Data Sharing: Security and Data Standards

Belinda Seto, National Institute of Biomedical Imaging and Bioengineering

The National Institutes of Health (NIH) implemented policy on data sharing in 2003. The policy reaffirmed the principle that data should be made as widely and freely available as possible while safeguarding the privacy of research participants, and protecting confidential and proprietary data. Restricted availability of unique resources upon which further studies are dependent can impede the advancement of research and the delivery of medical care. Therefore, research data supported with NIH funds should be made readily available for research purposes to qualified individuals within the scientific community.

One approach to sharing data is to establish a network of databases. However, there are a number of barriers to creating successful network, which can include fundamental differences in informatics infrastructure and communication tools used at various research sites. To the extent that commonalities can be implemented and data and tools shared, studies can be initiated more quickly and data sharing can be facilitated. Solutions will entail standards for data collection, processing, and archiving in such a way to allow interoperability among the databases and the ability to query data. Consideration should be given for open architectures for data collection and software to facilitate communication across different databases.

An important premise of sharing data is the protection of the privacy of individuals who participate in research and contribute to data. Privacy protection hinges on maintaining the confidentiality of data and security of databases. There should be clear policies for data security which may include data encryption, coding, and establishing limited access or a tiered approach to varying level of data access.
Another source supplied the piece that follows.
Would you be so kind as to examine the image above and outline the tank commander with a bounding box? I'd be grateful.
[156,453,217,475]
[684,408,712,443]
Sharing of research data is not only a laudable goal that the research community should aspire to but it is also an economic means to make research dollars go further. For clinical trials that are costly or involve unique subject populations and thus are unlikely to be replicated, sharing of the primary dataset is crucial to allow secondary analyses. Together the primary and secondary analyses will likely contribute to a robust knowledge base. Data sharing, however, must be done with care to protect individual privacy.